27.11.2020 | Presseinfo Nr. 53

Fachkräfte finden und Inklusion voranbringen

Menschen mit Schwerbehinderung haben es auf dem Arbeitsmarkt immer noch schwer – dabei sind sie oft besser qualifiziert

Insgesamt ist die Arbeitslosigkeit von schwerbehinderten Menschen in der Region gestiegen. Bisher gibt es aber noch keine Anzeichen dafür, dass schwerbehinderte Menschen von der Corona-Krise stärker betroffen wären, als andere Personengruppen. Dennoch darf besonders diese Personen-gruppe nicht vergessen werden. Mit einer Aktionswoche rund um den Tag der Menschen mit Behinderung Anfang Dezember signalisiert die Arbeitsagentur in diesem Jahr zum zehnten Mal, dass arbeitslose Menschen mit einer Beeinträchtigung in keiner Lebens- oder Arbeitssituation außenvorgelassen werden dürfen. Es geht um Teilhabe ebenso wie um Chancen für Betriebe. Die Agentur für Arbeit bietet deshalb umfassende Unterstützung an.
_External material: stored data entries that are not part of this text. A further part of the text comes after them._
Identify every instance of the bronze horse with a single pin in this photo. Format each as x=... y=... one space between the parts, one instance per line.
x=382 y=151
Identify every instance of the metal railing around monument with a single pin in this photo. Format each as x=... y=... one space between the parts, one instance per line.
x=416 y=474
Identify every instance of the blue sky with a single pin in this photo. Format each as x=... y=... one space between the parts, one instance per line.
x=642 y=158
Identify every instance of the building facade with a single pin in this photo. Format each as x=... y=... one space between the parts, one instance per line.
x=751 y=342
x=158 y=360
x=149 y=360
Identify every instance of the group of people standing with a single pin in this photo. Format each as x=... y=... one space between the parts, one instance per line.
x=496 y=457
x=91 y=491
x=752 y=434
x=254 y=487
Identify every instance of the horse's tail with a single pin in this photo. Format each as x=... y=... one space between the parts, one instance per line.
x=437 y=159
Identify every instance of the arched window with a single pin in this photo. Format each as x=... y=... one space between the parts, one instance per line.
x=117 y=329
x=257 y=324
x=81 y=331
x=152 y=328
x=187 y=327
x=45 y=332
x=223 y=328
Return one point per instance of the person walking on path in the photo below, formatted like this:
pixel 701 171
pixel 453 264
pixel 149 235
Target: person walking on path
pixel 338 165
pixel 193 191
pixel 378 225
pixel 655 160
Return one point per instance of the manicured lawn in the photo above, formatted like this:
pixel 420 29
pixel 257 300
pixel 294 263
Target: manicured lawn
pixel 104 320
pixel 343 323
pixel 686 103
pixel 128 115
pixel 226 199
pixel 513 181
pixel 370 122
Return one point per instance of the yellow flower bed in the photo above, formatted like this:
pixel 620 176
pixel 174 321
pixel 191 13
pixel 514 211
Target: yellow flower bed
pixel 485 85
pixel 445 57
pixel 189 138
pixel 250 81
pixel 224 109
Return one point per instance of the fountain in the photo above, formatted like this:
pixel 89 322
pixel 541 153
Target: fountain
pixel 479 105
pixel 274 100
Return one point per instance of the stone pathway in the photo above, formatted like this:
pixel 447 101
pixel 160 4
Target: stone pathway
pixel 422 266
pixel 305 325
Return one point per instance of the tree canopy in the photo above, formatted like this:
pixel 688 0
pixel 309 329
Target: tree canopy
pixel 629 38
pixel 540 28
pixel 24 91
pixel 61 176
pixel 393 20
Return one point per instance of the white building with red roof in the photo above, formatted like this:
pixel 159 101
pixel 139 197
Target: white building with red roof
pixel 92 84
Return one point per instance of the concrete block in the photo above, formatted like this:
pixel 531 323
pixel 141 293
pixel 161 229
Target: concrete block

Im Agenturbezirk Aachen-Düren waren in den letzten 12 Monaten durchschnittlich 2.318 arbeitslose Menschen mit Schwerbehinderung – also Menschen, bei denen der Behinderungsgrad mindestens 50 beträgt – bei der Arbeitsagentur gemeldet, das sind 6,6% mehr als im Jahr 2019. Auffällig ist, dass die Arbeitslosigkeit bei den arbeitslosen Menschen ohne Behinderung stärker angestiegen ist, nämlich um 11,8% im gleichen Zeitraum.

Dennoch fällt es Menschen mit einer Schwerbehinderung auf dem Arbeitsmarkt immer noch schwerer eine neue Tätigkeit aufzunehmen. Durchschnittlich sind arbeitslose Menschen mit einer Schwerbehinderung 100 Tage länger arbeitslos als Arbeitslose ohne Schwerbehinderung. Jeder fünfte der arbeitslosen Menschen mit einer Schwerbehinderung hat im letzten Jahr eine neue Beschäftigung aufgenommen, bei den arbeitslosen Menschen ohne Schwerbehinderung war es jeder dritte. Dabei sind arbeitslose schwerbehinderte Menschen im Durchschnitt sogar besser qualifiziert, denn anteilig haben mehr Menschen dieser Personengruppe eine abgeschlossene Ausbildung oder sogar ein abgeschlossenes Studium, als in der Personengruppe der arbeitslosen Menschen ohne Behinderung. 43 Prozent aller schwerbehinderten Arbeitslosen suchen eine Tätigkeit als Fachkraft.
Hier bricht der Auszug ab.